Parallelogram, perimeter is 96 cm, a bottom edge is 30 cm long, the height of this bottom edge is 15 cm, how many cm is the height of the other bottom edge?

Parallelogram, perimeter is 96 cm, a bottom edge is 30 cm long, the height of this bottom edge is 15 cm, how many cm is the height of the other bottom edge?

Set the height to X
Area of parallelogram: 30 * 15 = 450
Length of the other bottom side: (96-2 * 30) / 2 = 18
So 18 * x = 450, x = 25
The height is 25 cm

The perimeter of a quadrilateral is 48 cm, the first side is a cm, and the second side is 3 times longer than the first side
When a = 7 cm, can we still get quadrilateral? What shape is the figure?

1. First, we analyze the situation that the first side is 3cm: the first side is 3, the second side is 3 * 2 + 3 = 9, the third side is 3 + 9 = 12, and the fourth side is 48-3-9-12 = 24. Because the sum of the first three sides is equal to the fourth side, we can't form a quadrilateral. If we want the connection points of the four sides to coincide, the first three sides will be straightened and coincide with the fourth side

The perimeter of a quadrilateral is 46 cm. It is known that the first side is a cm, the second side is 5 cm less than three times of the first side, and the third side is a cm
The sum of Article 1 and Article 2
1. Find the length of the fourth edge (expressed by the formula containing a)
2. When a = 7, can we still get quadrilateral? Why? What shape is the figure at this time?

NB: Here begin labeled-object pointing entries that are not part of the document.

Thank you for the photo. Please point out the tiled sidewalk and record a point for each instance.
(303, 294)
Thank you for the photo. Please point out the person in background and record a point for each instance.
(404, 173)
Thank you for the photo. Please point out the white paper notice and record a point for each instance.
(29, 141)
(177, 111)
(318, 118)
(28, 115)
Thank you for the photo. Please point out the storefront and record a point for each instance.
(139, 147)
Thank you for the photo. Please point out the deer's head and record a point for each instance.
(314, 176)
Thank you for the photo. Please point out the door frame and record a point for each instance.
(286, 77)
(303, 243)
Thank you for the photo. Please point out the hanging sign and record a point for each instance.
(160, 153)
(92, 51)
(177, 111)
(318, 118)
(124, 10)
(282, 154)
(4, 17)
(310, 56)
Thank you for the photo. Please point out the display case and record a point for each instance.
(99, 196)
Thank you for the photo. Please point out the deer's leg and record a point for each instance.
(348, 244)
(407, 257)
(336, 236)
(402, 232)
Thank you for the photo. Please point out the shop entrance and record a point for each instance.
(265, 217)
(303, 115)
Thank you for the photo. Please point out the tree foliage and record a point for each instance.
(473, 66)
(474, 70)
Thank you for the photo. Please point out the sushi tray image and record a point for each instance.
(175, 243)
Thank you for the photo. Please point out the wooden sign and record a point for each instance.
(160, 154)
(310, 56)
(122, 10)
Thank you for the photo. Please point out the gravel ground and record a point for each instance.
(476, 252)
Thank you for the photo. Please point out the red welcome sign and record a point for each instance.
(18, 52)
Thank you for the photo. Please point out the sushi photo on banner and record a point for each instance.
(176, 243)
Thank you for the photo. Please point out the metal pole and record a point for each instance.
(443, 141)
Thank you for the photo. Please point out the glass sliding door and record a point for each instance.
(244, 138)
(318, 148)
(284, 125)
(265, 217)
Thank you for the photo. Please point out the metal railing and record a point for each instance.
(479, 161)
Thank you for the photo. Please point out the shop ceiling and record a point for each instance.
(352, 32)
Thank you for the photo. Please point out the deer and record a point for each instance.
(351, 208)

(1) If the first side length is a, the second side length is 3a-5, and the third side length is 4a-5, it can be seen from the above that the fourth side length is 56-8a
(2) It can be seen from the title
The lengths of the four sides are: 7, 16, 23 and 0. Obviously, these four sides can't form a quadrilateral, and according to the theorem of forming a triangle, the above conditions can't form a triangle, so they are a straight line. If you are satisfied, you can give points!